Se pensiamo che l’opera di salvataggio di Ilva comporta per la città di Taranto e per l’intero Paese notevolissimi costi, economici e sociali, è evidente come la situazione coinvolga tutte e tutti, indistintamente. Basti pensare alle coperture statali a garanzia dei prestiti bancari per circa 1,2 mld o ai veri e propri prestiti dello Stato – tutt’ora oggetto di indagini da parte dell’Unione Europea – pari a 425 ml posti a carico dell’amministrazione straordinaria, cioè sullo Stato stesso che, tradotto in termini pratici, è a carico della cittadinanza.

E, ancora, sono da considerare gli ammortizzatori sociali stanziati per i 3240 lavoratori in cassa integrazione fino al completamento delle operazioni di vendita.

Inoltre, ci sono i costi che la relazione dei custodi giudiziari di Ilva – redatta nell’ottobre 2012 su mandato della Procura tarantina – stima in 8,1 mld per “ambientalizzare” il siderurgico, oltre ai costi sanitari che, secondo l’Agenzia europea dell’ambiente, pesano fino a 463 ml, al netto dei “viaggi della speranza”, determinando un impatto sull’intero sistema di welfare e sulla vita dei cittadini, di natura sanitaria diretta ma, anche, previdenziale e assitenziale. Difatti, i tumori hanno rappresentato la prima causa del riconoscimento degli assegni di invalidità e delle pensioni di inabilità, anche questi a carico della collettività.

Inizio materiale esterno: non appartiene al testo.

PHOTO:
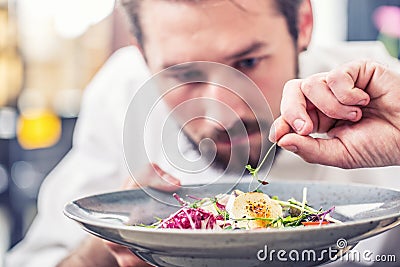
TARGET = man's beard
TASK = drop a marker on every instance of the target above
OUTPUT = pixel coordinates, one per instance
(235, 158)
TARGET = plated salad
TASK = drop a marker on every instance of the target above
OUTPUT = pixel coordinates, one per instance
(240, 210)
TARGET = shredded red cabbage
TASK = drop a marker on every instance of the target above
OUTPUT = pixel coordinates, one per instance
(190, 218)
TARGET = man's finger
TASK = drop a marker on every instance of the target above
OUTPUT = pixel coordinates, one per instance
(294, 108)
(329, 152)
(316, 90)
(342, 81)
(278, 129)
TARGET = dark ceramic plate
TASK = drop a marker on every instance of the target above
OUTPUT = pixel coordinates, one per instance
(364, 210)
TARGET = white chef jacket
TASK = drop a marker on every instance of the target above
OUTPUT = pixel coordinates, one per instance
(96, 163)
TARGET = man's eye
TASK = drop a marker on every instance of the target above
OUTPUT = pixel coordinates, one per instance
(190, 76)
(247, 63)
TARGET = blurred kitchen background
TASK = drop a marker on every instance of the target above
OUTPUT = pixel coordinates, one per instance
(49, 51)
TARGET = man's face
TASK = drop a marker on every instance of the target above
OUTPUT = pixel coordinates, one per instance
(250, 36)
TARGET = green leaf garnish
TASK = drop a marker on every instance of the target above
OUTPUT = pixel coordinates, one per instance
(254, 171)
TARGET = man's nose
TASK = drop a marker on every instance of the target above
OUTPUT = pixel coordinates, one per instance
(223, 104)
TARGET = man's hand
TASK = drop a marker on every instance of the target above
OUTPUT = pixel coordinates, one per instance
(357, 105)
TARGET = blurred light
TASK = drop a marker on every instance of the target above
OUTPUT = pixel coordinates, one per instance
(73, 17)
(25, 177)
(8, 118)
(36, 30)
(31, 99)
(3, 179)
(38, 129)
(387, 20)
(67, 102)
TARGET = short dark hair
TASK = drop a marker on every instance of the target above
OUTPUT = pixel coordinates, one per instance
(288, 8)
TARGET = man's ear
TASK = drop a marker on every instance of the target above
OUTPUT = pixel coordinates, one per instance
(304, 25)
(133, 41)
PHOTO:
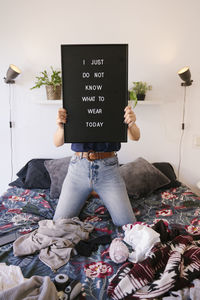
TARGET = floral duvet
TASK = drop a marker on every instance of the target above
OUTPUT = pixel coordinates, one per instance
(21, 210)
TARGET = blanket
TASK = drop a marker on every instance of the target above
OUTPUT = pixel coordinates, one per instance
(35, 288)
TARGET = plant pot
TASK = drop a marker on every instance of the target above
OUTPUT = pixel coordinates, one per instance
(53, 94)
(141, 97)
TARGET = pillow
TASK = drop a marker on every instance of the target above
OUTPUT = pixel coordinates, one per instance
(33, 175)
(57, 169)
(142, 178)
(167, 169)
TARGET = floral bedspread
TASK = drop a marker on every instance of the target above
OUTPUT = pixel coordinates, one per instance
(21, 210)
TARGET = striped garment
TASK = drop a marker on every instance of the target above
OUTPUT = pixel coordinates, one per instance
(170, 266)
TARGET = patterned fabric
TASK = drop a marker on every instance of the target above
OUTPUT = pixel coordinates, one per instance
(21, 210)
(169, 267)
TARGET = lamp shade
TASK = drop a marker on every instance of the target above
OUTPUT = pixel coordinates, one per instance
(11, 74)
(185, 75)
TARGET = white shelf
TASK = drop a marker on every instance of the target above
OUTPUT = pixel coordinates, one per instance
(148, 102)
(59, 102)
(49, 102)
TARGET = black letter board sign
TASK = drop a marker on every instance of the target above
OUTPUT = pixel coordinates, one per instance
(95, 88)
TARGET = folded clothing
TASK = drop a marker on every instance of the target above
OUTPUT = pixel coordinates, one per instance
(141, 238)
(54, 239)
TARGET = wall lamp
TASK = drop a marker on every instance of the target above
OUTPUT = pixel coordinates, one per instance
(11, 74)
(185, 75)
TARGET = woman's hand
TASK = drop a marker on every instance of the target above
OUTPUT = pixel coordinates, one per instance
(129, 116)
(61, 117)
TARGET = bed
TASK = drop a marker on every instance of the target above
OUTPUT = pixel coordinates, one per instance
(22, 208)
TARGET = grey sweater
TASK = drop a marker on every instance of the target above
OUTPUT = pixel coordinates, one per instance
(54, 239)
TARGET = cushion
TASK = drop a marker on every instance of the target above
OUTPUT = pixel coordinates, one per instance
(57, 169)
(167, 169)
(33, 175)
(142, 178)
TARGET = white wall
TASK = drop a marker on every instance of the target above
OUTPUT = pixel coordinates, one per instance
(163, 36)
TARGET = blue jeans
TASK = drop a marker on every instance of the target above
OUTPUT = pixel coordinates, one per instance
(104, 178)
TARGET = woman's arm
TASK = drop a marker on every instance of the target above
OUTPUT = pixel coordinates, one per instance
(130, 119)
(60, 121)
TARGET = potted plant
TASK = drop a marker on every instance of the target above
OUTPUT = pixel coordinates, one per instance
(132, 98)
(140, 88)
(52, 82)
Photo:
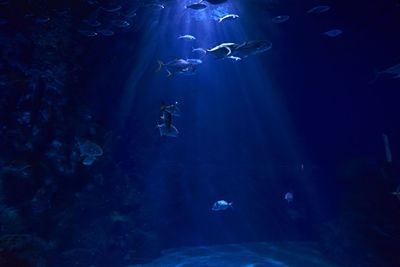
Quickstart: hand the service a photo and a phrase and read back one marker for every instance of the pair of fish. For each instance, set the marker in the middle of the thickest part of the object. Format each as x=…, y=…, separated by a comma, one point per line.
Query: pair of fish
x=166, y=128
x=244, y=50
x=228, y=17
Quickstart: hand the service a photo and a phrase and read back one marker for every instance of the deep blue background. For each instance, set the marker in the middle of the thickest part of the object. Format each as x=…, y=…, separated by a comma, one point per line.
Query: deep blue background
x=248, y=126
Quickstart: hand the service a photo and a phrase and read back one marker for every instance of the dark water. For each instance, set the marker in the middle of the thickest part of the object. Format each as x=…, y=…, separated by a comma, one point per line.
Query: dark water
x=87, y=180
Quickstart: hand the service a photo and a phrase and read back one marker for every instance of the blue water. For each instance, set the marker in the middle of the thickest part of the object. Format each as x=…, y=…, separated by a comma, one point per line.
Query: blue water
x=87, y=180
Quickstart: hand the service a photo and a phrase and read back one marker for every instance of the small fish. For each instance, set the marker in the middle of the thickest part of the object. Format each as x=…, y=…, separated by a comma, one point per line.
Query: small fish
x=187, y=36
x=106, y=32
x=88, y=33
x=248, y=48
x=220, y=51
x=172, y=109
x=221, y=205
x=280, y=19
x=333, y=33
x=228, y=17
x=319, y=9
x=289, y=197
x=111, y=9
x=196, y=6
x=392, y=70
x=177, y=66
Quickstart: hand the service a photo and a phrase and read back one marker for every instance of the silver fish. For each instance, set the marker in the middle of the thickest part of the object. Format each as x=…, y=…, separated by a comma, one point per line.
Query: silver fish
x=220, y=51
x=177, y=66
x=228, y=17
x=249, y=48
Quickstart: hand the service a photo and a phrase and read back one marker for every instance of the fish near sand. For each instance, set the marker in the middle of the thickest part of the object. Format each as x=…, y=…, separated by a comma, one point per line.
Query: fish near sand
x=177, y=66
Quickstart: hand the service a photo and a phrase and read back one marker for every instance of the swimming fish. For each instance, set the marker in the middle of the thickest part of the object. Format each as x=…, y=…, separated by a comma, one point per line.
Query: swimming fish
x=248, y=48
x=187, y=36
x=319, y=9
x=220, y=51
x=228, y=17
x=333, y=33
x=289, y=197
x=89, y=151
x=197, y=6
x=221, y=205
x=280, y=19
x=172, y=109
x=177, y=66
x=233, y=58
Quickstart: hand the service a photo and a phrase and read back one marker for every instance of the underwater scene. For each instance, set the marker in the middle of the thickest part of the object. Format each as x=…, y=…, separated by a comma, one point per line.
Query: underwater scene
x=199, y=133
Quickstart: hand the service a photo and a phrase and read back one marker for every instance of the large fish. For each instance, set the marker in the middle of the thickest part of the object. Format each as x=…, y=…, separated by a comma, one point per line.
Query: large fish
x=220, y=51
x=177, y=66
x=248, y=48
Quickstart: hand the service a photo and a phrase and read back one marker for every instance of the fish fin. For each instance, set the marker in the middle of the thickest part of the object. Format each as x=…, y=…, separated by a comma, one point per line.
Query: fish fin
x=160, y=65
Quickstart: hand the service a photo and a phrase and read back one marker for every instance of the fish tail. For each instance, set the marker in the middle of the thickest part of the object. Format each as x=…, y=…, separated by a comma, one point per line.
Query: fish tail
x=160, y=65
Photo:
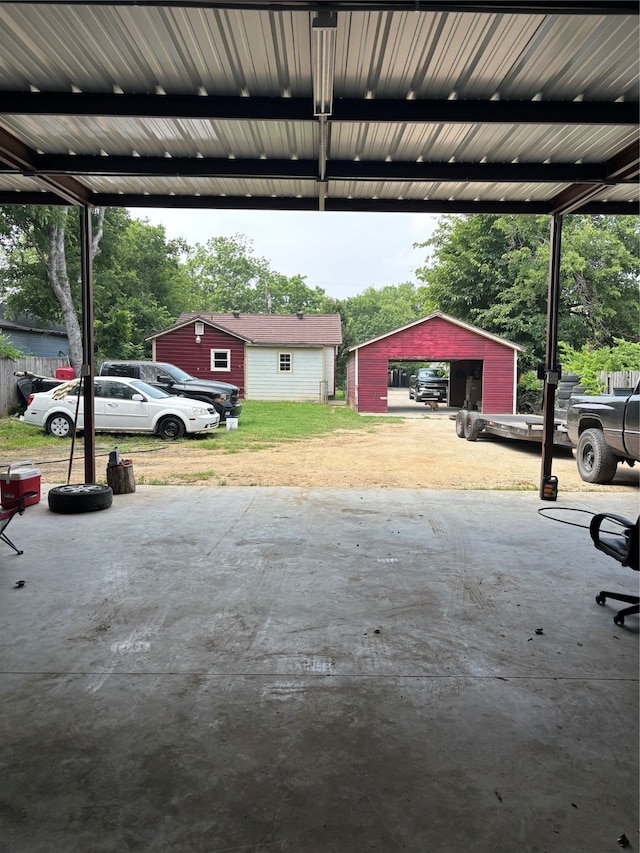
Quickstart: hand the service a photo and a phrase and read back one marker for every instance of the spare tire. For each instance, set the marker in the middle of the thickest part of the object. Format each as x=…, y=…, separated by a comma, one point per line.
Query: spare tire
x=82, y=497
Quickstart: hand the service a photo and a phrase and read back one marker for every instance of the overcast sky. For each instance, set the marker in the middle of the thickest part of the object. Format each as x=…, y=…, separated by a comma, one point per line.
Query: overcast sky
x=343, y=253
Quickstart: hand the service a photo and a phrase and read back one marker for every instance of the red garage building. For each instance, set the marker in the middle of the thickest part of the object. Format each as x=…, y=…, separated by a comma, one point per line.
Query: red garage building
x=483, y=367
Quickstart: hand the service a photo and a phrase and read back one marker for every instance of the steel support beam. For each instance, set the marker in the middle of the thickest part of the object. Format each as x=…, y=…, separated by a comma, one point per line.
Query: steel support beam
x=85, y=165
x=491, y=7
x=548, y=484
x=19, y=157
x=623, y=168
x=332, y=203
x=87, y=344
x=348, y=110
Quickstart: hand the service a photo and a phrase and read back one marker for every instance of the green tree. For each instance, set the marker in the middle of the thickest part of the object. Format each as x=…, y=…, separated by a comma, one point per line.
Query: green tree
x=375, y=312
x=138, y=276
x=493, y=271
x=226, y=276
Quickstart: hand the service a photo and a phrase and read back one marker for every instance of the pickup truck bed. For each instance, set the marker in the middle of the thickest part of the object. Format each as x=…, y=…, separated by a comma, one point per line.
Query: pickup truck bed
x=605, y=430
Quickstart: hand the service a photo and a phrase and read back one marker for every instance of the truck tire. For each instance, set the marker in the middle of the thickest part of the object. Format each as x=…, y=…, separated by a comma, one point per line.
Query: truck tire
x=471, y=426
x=85, y=497
x=596, y=461
x=60, y=425
x=170, y=428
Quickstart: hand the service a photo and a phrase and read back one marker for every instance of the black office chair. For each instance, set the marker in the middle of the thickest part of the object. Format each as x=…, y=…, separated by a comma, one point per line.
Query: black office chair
x=622, y=545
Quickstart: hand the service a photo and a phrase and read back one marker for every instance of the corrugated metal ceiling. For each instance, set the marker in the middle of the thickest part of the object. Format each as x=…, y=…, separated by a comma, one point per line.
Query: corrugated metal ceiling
x=211, y=105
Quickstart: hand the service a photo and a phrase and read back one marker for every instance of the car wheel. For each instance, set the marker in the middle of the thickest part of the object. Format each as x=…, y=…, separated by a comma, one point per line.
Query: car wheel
x=471, y=426
x=60, y=425
x=169, y=429
x=85, y=497
x=596, y=461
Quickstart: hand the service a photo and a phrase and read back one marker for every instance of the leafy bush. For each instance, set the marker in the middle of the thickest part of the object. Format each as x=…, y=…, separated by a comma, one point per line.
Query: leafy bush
x=7, y=349
x=588, y=362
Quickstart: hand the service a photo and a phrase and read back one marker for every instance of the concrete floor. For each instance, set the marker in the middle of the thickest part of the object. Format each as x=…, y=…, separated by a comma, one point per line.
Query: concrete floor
x=207, y=670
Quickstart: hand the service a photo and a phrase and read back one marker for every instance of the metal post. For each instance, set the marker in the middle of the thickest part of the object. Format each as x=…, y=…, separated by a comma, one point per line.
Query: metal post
x=87, y=344
x=548, y=483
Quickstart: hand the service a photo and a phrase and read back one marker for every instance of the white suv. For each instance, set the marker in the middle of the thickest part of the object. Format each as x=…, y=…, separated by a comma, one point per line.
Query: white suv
x=121, y=405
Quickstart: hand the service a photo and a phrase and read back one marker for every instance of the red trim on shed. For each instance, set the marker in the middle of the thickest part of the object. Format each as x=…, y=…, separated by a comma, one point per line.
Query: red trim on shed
x=435, y=338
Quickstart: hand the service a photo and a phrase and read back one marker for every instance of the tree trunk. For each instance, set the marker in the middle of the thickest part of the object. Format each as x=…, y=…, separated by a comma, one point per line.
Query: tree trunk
x=59, y=279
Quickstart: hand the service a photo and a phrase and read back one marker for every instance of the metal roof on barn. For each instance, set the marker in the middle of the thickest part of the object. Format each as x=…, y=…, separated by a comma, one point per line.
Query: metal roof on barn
x=453, y=320
x=427, y=107
x=270, y=329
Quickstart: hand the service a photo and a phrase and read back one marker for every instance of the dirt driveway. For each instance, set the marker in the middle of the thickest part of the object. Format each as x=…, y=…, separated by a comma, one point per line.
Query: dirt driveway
x=420, y=450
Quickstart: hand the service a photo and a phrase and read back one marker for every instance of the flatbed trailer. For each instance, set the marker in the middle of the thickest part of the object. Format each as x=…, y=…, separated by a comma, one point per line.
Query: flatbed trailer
x=471, y=425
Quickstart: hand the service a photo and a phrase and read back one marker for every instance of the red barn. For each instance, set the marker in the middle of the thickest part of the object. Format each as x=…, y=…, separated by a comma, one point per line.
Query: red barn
x=483, y=368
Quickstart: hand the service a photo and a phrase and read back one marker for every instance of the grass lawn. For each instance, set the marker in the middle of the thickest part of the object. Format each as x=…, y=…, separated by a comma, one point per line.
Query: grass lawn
x=261, y=425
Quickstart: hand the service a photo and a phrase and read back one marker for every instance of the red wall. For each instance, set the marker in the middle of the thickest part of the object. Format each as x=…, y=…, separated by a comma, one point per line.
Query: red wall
x=436, y=339
x=179, y=347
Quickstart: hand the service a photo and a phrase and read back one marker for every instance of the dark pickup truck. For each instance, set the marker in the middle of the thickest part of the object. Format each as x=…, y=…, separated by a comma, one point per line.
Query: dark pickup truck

Ci preme sottolineare che la presenza della grande industria ha bloccato lo sviluppo di qualsiasi economia alternativa – ricordiamo che nell’area ionica si contano circa 110 mila tra inoccupati e disoccupati (Rapporto Taranto 2016) a cui, a breve, andranno ad aggiungersi i circa 4500 esuberi previsti con la cessione degli impianti ad ArcelorMittal -, così come la fuga dei nostri giovani verso altre città e la svalutazione degli immobili del quartiere Tamburi.

Il risanamento del territorio ionico, invece, è meno oneroso rispetto al salvataggio Ilva, produrrebbe più occupazione e non causerebbe più malattia e morte ma si preferisce il suo salvataggio perché indebitata per 3 mld, metà dei quali con le banche.

Un recentissimo evento come Medimex ha dimostrato come l’economia possa rigenerarsi dando lavoro ai commercianti, ai ristoratori, agli albergatori.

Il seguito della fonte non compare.